Do Nurses at Van Healthcare Stick Around?

Staff turnover at VAN HEALTHCARE is high. At 77%, the facility is 30 percentage points above the Texas average of 46%. High turnover means new staff may not know residents' individual needs, medications, or preferences. It can also be disorienting for residents, especially those with dementia who rely on familiar faces. Families should ask: What is causing the turnover? What retention programs are in place? How do you ensure care continuity during staff transitions?

Was Van Healthcare Ever Fined?

VAN HEALTHCARE has no federal fines on record. CMS issues fines when nursing homes fail to meet care standards or don't correct problems found during inspections. The absence of fines suggests the facility has either maintained compliance or corrected any issues before penalties were assessed. This is a positive indicator, though families should still review recent inspection reports for the full picture.
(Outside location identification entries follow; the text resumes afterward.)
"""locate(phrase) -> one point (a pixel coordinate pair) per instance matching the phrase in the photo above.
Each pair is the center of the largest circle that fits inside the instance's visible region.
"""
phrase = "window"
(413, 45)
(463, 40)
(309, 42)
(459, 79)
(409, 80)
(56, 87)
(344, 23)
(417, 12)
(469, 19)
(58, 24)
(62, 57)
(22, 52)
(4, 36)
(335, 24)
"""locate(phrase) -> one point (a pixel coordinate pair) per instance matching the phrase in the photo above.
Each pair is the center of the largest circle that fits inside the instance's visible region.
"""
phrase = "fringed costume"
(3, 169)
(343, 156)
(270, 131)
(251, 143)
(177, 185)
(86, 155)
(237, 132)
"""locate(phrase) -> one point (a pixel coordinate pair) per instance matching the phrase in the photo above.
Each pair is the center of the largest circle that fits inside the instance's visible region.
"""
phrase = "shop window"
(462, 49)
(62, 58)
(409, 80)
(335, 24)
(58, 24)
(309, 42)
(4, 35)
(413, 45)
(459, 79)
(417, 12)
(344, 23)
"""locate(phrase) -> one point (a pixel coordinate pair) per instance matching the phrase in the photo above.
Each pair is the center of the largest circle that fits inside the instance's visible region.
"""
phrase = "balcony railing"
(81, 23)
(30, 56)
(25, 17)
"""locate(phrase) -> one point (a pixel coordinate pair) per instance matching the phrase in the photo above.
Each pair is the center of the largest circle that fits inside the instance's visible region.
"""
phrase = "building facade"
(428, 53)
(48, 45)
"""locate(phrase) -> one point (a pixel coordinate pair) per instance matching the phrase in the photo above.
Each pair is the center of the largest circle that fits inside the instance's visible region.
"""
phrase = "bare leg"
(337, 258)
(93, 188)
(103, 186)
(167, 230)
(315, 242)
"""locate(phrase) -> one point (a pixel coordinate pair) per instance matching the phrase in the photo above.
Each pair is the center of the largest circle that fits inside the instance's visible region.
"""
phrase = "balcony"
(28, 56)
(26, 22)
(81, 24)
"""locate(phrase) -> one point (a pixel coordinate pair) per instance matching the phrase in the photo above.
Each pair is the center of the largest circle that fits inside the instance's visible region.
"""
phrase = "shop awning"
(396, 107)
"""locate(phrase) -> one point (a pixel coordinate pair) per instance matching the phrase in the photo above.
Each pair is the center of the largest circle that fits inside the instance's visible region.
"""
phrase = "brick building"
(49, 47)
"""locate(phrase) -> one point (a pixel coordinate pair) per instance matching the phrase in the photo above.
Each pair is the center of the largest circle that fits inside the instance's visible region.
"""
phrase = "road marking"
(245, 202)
Is Van Healthcare on Any Federal Watch List?

VAN HEALTHCARE is not on any federal watch list. The most significant is the Special Focus Facility (SFF) program, which identifies the bottom 1% of nursing homes nationally based on persistent, serious quality problems. Not being on this list means the facility has avoided the pattern of deficiencies that triggers enhanced federal oversight. This is a positive indicator, though families should still review the facility's inspection history directly.